Below shows an example output using Qwen1.5-7B-Chat with low-bit format sym_int4:

Tip

If your local LLM is running on Intel Arc™ A-Series Graphics with Linux OS (Kernel 6.2), it is recommended to additionaly set the following environment variable for optimal performance before starting the service:

export SYCL_PI_LEVEL_ZERO_USE_IMMEDIATE_COMMANDLISTS=1

4. About Tensor Parallel

Note

We recommend to use docker for tensor parallel deployment. Check our serving docker image intelanalytics/ipex-llm-serving-xpu.

We have also supported tensor parallel by using multiple Intel GPU cards. To enable tensor parallel, you will need to install libfabric-dev in your environment.
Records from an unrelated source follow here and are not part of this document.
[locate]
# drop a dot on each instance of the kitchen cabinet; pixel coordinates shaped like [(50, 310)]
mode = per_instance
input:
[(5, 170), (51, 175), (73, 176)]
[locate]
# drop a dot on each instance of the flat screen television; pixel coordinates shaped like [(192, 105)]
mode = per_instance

In ubuntu, you can install it by:

sudo apt-get install libfabric-dev

To deploy your model across multiple cards, simplely change the value of --tensor-parallel-size to the desired value.
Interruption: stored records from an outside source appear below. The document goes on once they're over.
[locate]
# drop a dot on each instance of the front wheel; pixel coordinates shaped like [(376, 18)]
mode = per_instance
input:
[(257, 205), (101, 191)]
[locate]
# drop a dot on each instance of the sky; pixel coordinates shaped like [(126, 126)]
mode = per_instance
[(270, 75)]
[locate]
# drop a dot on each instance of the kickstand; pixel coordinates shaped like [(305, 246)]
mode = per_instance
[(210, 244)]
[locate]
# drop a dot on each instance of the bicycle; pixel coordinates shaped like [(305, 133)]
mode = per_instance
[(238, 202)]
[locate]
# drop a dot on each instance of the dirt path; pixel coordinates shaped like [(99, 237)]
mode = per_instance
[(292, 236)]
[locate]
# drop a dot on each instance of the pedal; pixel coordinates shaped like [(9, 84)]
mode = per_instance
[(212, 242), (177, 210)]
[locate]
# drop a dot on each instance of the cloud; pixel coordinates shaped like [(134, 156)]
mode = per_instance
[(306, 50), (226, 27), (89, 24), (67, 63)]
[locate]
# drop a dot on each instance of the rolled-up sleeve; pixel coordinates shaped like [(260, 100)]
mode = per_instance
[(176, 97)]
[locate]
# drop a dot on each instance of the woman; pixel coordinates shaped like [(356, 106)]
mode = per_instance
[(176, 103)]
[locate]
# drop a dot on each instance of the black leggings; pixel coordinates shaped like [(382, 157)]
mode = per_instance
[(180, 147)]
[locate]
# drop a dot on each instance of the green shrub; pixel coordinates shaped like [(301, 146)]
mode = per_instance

For instance, if you have two Arc A770 cards in your environment, then you can set this value to 2. Some OneCCL environment variable settings are also needed, check the following example:

#!/bin/bash
model="YOUR_MODEL_PATH"
served_model_name="YOUR_MODEL_NAME"

# CCL needed environment variables
export CCL_WORKER_COUNT=2
export FI_PROVIDER=shm
export CCL_ATL_TRANSPORT=ofi
export CCL_ZE_IPC_EXCHANGE=sockets
export CCL_ATL_SHM=1
 # You may need to adjust the value of
 # --max-model-len, --max-num-batched-tokens, --max-num-seqs
 # to acquire the best performance

python -m ipex_llm.vllm.xpu.entrypoints.openai.api_server \
  --served-model-name $served_model_name \
  --port 8000 \
  --model $model \
  --trust-remote-code \
  --gpu-memory-utilization 0.75 \
  --device xpu \
  --dtype float16 \
  --enforce-eager \
  --load-in-low-bit sym_int4 \
  --max-model-len 4096 \
  --max-num-batched-tokens 10240 \
  --max-num-seqs 12 \
  --tensor-parallel-size 2

If the service have booted successfully, you should see the output similar to the following figure:

5. Performing Benchmark

To perform benchmark, you can use the benchmark_throughput script that is originally provided by vLLM repo.

conda activate ipex-vllm

source /opt/intel/oneapi/setvars.sh

wget https://huggingface.co/datasets/anon8231489123/ShareGPT_Vicuna_unfiltered/resolve/main/ShareGPT_V3_unfiltered_cleaned_split.json

wget https://raw.githubusercontent.com/intel-analytics/ipex-llm/main/docker/llm/serving/xpu/docker/benchmark_vllm_throughput.py -O benchmark_throughput.py

export MODEL="YOUR_MODEL"

# You can change load-in-low-bit from values in [sym_int4, fp6, fp8, fp8_e4m3, fp16]

python3 ./benchmark_throughput.py \
    --backend vllm \
    --dataset ./ShareGPT_V3_unfiltered_cleaned_split.json \
    --model $MODEL \
    --num-prompts 1000 \
    --seed 42 \
    --trust-remote-code \
    --enforce-eager \
    --dtype float16 \
    --device xpu \
    --load-in-low-bit sym_int4 \
    --gpu-memory-utilization 0.85

The following figure shows the result of benchmarking Llama-2-7b-chat-hf using 50 prompts:

Tip

To find the best config that fits your workload, you may need to start the service and use tools like wrk or jmeter to perform a stress tests.